Armenian President Serzh Sargsyan meets with Chinese Foreign Minister Yang Jiechi in Yerevan, Armenia, Feb. 17. (Xinhua-Yonhap News)
South Korea, the United States and other like-minded nations want to endorse the report, but China is against it over concern that it could aggravate tensions. Beijing insists that the North's nuclear program should be discussed at six-party talks.
The report, in the unlikely outcome that it is adopted, would represent the international community's first official recognition of the illicit nature of the uranium program that the North claims is for peaceful purposes despite widespread belief that it is part of Pyongyang's nuclear weapons ambitions.
The issue is expected to be one of the top agenda items for Yang's talks with South Korean Foreign Minister Kim Sung-hwan set for later Wednesday. Yang is also scheduled to pay a visit to President Lee Myung-bak later in the day.
North Korea revealed in November that it was running a uranium enrichment facility, adding to international concerns about its nuclear capabilities. Uranium, if highly enriched, can be used to make weapons, prodiving Pyongyang with a second way of building atomic bombs after its existing plutonium-based program.
Pyongyang says the purpose of the facility is to produce fuel for a power-generating nuclear reactor and that the country has the right to peaceful use of nuclear energy.
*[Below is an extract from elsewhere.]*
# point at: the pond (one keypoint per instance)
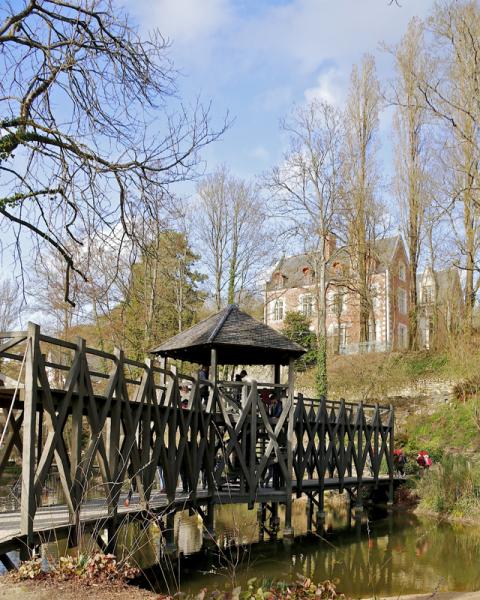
(397, 554)
(388, 555)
But few believe the claim by a regime that has pursued nuclear ambitions for decades and conducted nuclear tests twice.\
South Korea and the U.S. have called for a tougher international response to the North's uranium program, including taking the case to the Security Council, saying the move violates U.N. resolutions banning the communist regime from nuclear activity.
Other issues on the agenda for Yang's talks with Kim include boosting bilateral ties.
Seoul and Beijing established diplomatic relations in 1992. Since then, the two countries have made strides in their economic and trade relations, with China overtaking the U.S. as South Korea's No. 1 trade partner.
But their political and security relations have not moved forward enough to match the flourishing economic ties, with China still seen as reluctant to exercise its influence to rein in the provocative regime in Pyongyang.
Seoul has tried to strengthen diplomacy toward China as it apparently feels limits in its ability to cope with the important neighbor that is becoming more assertive in regional and global issues in tandem with its rising economic influence.